Вот два его лица, совмещенные на одном человеке, в одной жизни, в одной совести, которая ведь горит перед Богом, жжет грудь человека! Только догадавшись об этом, можно понять, почему он еще таким молоденьким написал «Записки сумасшедшего», — с заключительным их выкриком:

— Матушка моя! Пожалей своего бедного сына. Где ты?

И эту заключительную строку смехотворной «Ссоры Ивана Ивановича с Иваном Никифоровичем»:

«Скучно на этом свете, господа!»

Гоголю везде было скучно. Всегда было скучно. От скуки он уехал в Рим, потом в Иерусалим; да и в России он не мог долго оставаться на одном месте, и все странствовал и странствовал, ездил по тогдашним невозможным дорогам в тогдашнем невозможном экипаже, должно быть, «в бричке»…

Гений его, отношение его к нашей действительности, отношение к мировой истории — вот что сплетает его личность.

Гений, сила пластического изображения, дар слова и дивный глаз наблюдателя, — все дано было ему в рождении. Это — алмаз, в него вложенный. Тут нет темы для размышления, для разгадывания. Это явление простое. «Так родился»…

Но алмаз и острую его грань можно повернуть так и этак; осветить им одно или осветить совершенно другое. Зорким глазом можно выследить одно и выследить совершенно противоположное; и как одно, так и другое будет верно, правильно, но с неизмеримой разницей в последствиях, во впечатлении на читателя… У Толстого тоже не дурной глаз, но в людях почти одной эпохи, какую изображал и Гоголь, он высмотрел «Войну и мир», тогда как тот высмотрел «Мертвые души».

Итак, загадка лежит в том, почему острая грань гоголевского гения повернулась к миру так, а не иначе. Почему «горьким смехом моим посмеюся»… Мы видим в вещах то, что хотим видеть. Мы высматриваем во всех случаях истину; но, кроме того, мы высматриваем еще любовь нашу. Зритель, художник, романист, поэт, — они все суть мировые охотники, и ищут каждый «любимую дичь»… Патетическое, восторженное, лирическое освещение вещей, и освещение уничижительное, зависит в сущности от вкуса. Один любит «горькие травы», другой — «сладкие травы»… Гоголь выбрал «горькие травы» — всю жизнь пасся на горьких нивах. Все-таки здесь мы если и не постигаем загадку его души, то подошли к тому углу, где скрыта загадка. Мы можем никогда не отыскать ключа ох крепко запертого чулана, но все-таки знать, что «вот тут что-то главное заперто». Все-таки это кое-что.

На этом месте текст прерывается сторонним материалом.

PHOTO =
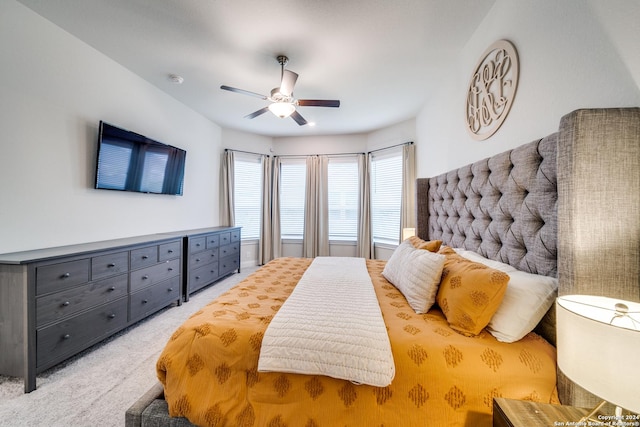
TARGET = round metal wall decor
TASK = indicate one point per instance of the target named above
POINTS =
(491, 90)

Он жил в Риме. Но в Риме он писал «Мертвые души». Черная жемчужина на белом фоне. Гоголь выбрал самый ослепительный фон (в его представлении, может быть, — в иллюзии), чтобы положить на него самую черную жемчужину. Он положил глаз на купол св. Петра, на арку Тита, — с изображением триумфов после взятия Иерусалима, на Колизей, Colosseum, но через них, сквозь призму их видел и видел Поприщина, Акакия Акакиевича и всю родную департаментщину…

Пал Иерусалим. Тит входит в Рим… «Чин чина почитай», — как сказал таможенный чиновник.

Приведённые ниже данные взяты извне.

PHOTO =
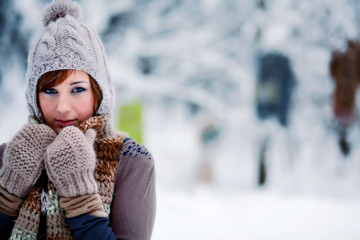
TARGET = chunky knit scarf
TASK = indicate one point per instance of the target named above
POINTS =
(107, 147)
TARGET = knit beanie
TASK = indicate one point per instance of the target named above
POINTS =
(67, 43)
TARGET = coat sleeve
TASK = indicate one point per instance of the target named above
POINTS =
(6, 222)
(134, 204)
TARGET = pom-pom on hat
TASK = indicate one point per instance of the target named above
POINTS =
(67, 43)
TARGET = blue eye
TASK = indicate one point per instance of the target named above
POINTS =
(50, 91)
(78, 89)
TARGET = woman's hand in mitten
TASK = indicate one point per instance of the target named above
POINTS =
(70, 162)
(23, 159)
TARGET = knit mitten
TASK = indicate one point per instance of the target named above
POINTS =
(23, 159)
(70, 162)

Микель-Анджело расписывает Сикстинскую капеллу, — Акакий Акакиевич, наконец, достиг того, что переписывает бумаги без клякс.

«О, Русь! Куда мчишься ты?»…

В самом деле, куда она «мчится» с Акакием Акакиевичем, с Клейнмихелем, с Поприщиным и интересными дочками городничего и директора департамента…«О, Анунциата»…

Пишет Гоголь, а вспоминаются ему мамаша и дочка, обе влюбившиеся в Хлестакова.

«О, не лейте же мне на голову холодную воду», — восклицает он за Поприщина, но восклицает и за себя. «Матушка моя, пожалей ты своего сына»: здесь «матушка» и Поприщин, но и «матушка», т. е. Русь — Гоголя.

Как каленые клещи, рвали его сердце в разные стороны и вековечные идеалы, — нет, вековечная действительность, действительность прожитой, отжитой жизни, памятники которой он видел на берегах мутного Тибра, и вся мелочь Николаевского времени:

В мундирах выпушки, погончики, петлички…[220]

Главное— мелочь!.. И такая, которой, по замыслу ее строителей и вдохновителей, и конца не настанет. Установилось время окончательное. Россия первенствовала в сонме держав. Крымские громы еще не раздались: Гоголь умер до них. Небо было ясно. Не установилось твердо и окончательно. Но что же «установилось»?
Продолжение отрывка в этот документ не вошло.